Oh, and look out for data monopolies, peers warn
That’s not impossible, Lord Tim Clement-Jones, chair of the Lords’ Select Committee on Artificial Intelligence told us.
“We looked to see where it had been done well and done badly. GM Foods is where it was done badly, and human embryo research is where it has been done well.”
The report was designed “to avoid a moral panic,” Clement-Jones told us.
The Committee gathered oral evidence from over 200 witnesses – including “Captain Cyborg”, Professor Kevin Warwick, and a witness from The Register – last year. The report avoided the boosterism associated with often overheated media reporting of AI, and sensibly steered clear of making sweeping predictions about effects on the job market caused by automation. In fact, such claims are contested, it noted.
“The representation of artificial intelligence in popular culture is light-years away from the often more complex and mundane reality,” the Report stated. Researchers and academics were a bit fed up with this, they told the Select Committee, the report also noted that thanks to the media, the public “were concentrating attention on threats which are still remote, such as the possibility of “superintelligent” artificial general intelligence, while distracting attention away from more immediate risks and problems.
Elon Musk, the late Professor Stephen Hawking and Professor Nick “simulation hypothesis” Bostrom were guilty of regularly chiming in with doomsday scares. The Lords painted a near-future scenario that they want to avoid: where decisions are taken on people’s behalf.
It’s notable how much of this – phishing and recommendations – have already used statistical techniques, without “AI”. The report noted that when it comes to liability for autonomous systems, the lawyers can’t agree. Some think AIs should be given legal personhood, others don’t. The Committee recommended the Law Commission get stuck in to “provide clarity”.
The Lords also want a role for the Competition and Markets Authority to ensure data isn’t hogged by five big companies.
“We call on the Government, with the Competition and Markets Authority, to review proactively the use and potential monopolisation of data by big technology companies operating in the UK.”
There’s a risk five companies will simply “maintain their hegemony”. The Lords also envisage an active, post-Brexit role for the Information Commissioner. “We don’t want people to wake up to situations where the use of the data has been unfair or biased,” the Chairman of the Committee told us.
In terms of the “Fourth Industrial Revolution”, a sweeping restructuring of the employment predicted by futurologists, the Lords noted that “the economic impact of AI in the UK could be profound”.

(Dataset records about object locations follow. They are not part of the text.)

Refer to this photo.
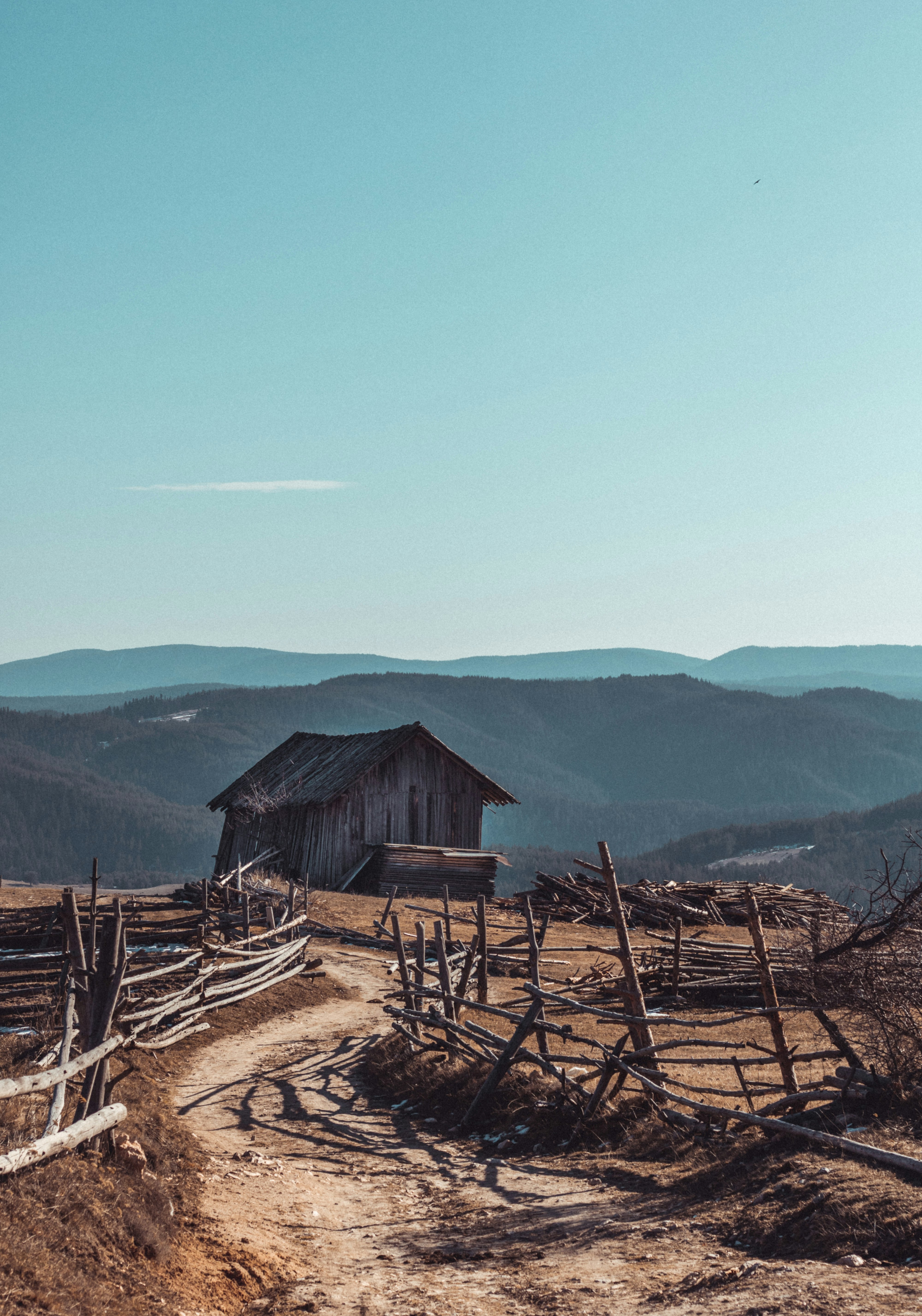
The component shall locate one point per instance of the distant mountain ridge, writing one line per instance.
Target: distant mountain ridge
(95, 672)
(81, 673)
(633, 760)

The UK has a poor productivity story – largely due to a shift to more services-based economy – and has seen no productivity growth since 2008. Here they found that important sectors, specifically many SMEs and the NHS, are failing to pocket the benefits of IT, never mind AI. The NHS is the largest purchaser of fax machines in the world. Therefore, the Lords said, it’s as important to improve broadband.
“The NHS does not have a joined up approach to data, how it’s used, or licensed or shared,” Clement-Jones told us.
The report noted that AI is a “boom and bust field”, and that the last time the Government chucked money at AI in the Expert Systems era, it didn’t end well. The rule-based AIs were characterised by “high costs, requirements for frequent and time-consuming updates, and a tendency to become less useful and accurate as more rules were added”. The equivalent of a billion quid was invested in AI in the 1980s, with the taxpayer chipping in the equivalent of £200m. We haven’t quite reached that stage yet.
The Lords enquiry began in the heat of the hype about AI last autumn, since when the ardour has cooled somewhat. Professor Geoffrey Hinton’s qualms about techniques reaching their limit are noted. Early this year neuroscientist, author and entrepreneur Gary Marcus as made some pointed criticism in his paper Deep Learning: A Critical Appraisal.
In December, Monsanto had reportedly attempted 50 deep learning experiments and experienced a “95 per cent failure rate”. That means at least 49 failed completely, and one half worked.
You can find the report here (PDF). ®
Last October I gave oral evidence to the Committee in a session on the media and AI. The main message was that hopes of radical improvements in industrial automation may be misplaced, as machine learning didn’t do a lot to enhance robotics, and great results in microworlds or games didn’t necessarily translate to real world progress: something acknowledged by the experts as Moravec’s Paradox. By conflating driverless cars with AI, the media may have raised expectations far beyond what the technology can achieve. An unscripted digression did make it in:
This was prompted by the thought that if you had twenty minutes in which to place some new knowledge inside Donald Trump’s brain (that his brain would somehow miraculously retain), the world would be safer if that knowledge was some history, say, rather than some ML technique.